The single point that deserves focus is custody. When users leave BTC on a centralized exchange, they accept the exchange’s control over the private keys—and by extension, the legal and operational perimeter that regulators and courts can act upon. Practically, this ruling strengthens the state’s leverage at the choke points: compliance desks, KYC-linked accounts, and exchange-managed wallets. For exchanges, expect tighter seizure and freezing protocols, deeper wallet segregation, and cleaner audit trails—down to UTXO-level evidence handling—so they can execute lawful orders while minimizing collateral impact on other customers’ balances.
For users, the psychological shift is subtle but real.
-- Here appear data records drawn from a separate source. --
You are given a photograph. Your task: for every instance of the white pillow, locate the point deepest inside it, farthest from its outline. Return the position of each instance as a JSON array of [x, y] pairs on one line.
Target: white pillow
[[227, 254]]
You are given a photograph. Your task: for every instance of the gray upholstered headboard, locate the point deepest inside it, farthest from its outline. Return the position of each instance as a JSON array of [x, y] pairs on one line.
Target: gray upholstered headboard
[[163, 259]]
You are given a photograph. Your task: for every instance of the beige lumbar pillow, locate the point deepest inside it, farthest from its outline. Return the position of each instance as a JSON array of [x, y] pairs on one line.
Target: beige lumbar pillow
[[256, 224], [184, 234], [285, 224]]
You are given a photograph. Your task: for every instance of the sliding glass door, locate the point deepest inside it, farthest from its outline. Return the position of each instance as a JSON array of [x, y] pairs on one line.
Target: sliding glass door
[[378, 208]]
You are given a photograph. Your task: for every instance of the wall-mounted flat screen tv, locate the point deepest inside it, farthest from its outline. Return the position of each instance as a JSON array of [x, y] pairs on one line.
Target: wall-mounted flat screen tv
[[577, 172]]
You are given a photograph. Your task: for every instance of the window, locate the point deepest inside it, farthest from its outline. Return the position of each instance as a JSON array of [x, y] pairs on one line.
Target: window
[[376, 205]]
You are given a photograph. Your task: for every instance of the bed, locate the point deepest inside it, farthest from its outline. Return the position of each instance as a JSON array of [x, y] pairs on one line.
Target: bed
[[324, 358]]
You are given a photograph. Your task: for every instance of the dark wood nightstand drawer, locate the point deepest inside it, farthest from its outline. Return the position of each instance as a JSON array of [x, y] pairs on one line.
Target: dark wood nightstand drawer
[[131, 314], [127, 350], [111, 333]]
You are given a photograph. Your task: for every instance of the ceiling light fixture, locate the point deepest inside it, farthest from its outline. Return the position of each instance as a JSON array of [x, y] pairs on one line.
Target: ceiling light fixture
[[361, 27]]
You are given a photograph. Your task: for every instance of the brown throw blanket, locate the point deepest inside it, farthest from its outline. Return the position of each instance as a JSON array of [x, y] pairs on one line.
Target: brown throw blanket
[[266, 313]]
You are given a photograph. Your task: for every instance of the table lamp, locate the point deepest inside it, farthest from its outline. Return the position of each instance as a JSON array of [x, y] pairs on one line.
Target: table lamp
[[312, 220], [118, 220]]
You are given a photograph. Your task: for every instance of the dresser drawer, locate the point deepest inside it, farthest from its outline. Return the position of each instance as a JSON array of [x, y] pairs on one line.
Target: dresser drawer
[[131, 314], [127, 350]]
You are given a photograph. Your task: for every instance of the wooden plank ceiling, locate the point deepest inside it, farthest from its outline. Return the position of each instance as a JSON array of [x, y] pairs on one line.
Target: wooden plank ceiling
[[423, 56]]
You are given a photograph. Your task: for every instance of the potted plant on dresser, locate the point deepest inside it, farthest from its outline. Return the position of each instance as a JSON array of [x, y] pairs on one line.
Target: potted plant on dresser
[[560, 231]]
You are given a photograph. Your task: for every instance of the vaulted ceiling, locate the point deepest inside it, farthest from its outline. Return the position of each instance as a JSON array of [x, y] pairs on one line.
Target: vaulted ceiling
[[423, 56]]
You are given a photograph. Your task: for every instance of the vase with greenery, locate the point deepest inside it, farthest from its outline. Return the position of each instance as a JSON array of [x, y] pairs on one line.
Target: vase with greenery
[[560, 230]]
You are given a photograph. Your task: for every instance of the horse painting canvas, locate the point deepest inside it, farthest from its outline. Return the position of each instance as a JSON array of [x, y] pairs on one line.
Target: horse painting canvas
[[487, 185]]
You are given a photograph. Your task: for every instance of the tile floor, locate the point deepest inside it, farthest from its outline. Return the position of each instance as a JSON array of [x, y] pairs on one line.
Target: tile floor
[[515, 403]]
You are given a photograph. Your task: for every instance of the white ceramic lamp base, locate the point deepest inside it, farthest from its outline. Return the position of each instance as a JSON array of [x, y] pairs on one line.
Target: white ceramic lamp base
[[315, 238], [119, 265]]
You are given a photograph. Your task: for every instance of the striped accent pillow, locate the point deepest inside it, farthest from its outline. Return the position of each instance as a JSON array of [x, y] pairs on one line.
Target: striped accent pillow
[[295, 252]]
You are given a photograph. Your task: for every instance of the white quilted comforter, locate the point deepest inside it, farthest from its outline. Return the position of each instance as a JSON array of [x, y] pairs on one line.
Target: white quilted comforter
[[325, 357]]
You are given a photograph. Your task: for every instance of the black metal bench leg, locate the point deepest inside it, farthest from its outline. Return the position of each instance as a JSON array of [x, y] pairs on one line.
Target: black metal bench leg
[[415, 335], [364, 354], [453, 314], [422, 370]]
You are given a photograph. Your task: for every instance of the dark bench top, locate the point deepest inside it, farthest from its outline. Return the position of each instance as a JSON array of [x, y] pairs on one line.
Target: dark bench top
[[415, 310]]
Many assumed “crypto” implied autonomy regardless of venue; this decision reinforces a two-tier reality. On a CEX, your Bitcoin resembles a bank deposit in the eyes of the law—discoverable, freezeable, and, when warranted, seizable. In self-custody, enforcement becomes procedurally harder, though not impossible if courts order key surrender or target off-ramps. People won’t abandon exchanges en masse—convenience, liquidity, and fiat rails still dominate behavior—but higher-value holders may re-evaluate their allocation between exchange wallets and cold storage.
This clarity also reshapes business incentives. Large platforms will invest more in workflow automation for warrants, incident response playbooks, and coordination with chain analytics. Insurance underwriters and auditors will price custody and compliance controls more explicitly. None of this is inherently bearish for adoption; institutions often prefer clear rules, even if they are stricter, because they reduce procedural risk.
South Korea’s stance tracks with a wider legal trend. The UK recently enacted legislation that formally recognizes digital assets as property, providing statutory footing for courts to handle crypto in theft, inheritance, and insolvency matters. That harmonization—statutory in the UK, jurisprudential in Korea—accelerates asset recovery and reduces gray zones that bad actors exploit.
For serious market participants, the takeaway is simple: venue risk is legal risk. If your Bitcoin sits on a Korean exchange, model it like a regulated account. If you need sovereignty, use self-custody with disciplined key management. Either way, assume greater procedural rigor ahead across seizures, freezes, and asset tracing as crypto is integrated into standard property law.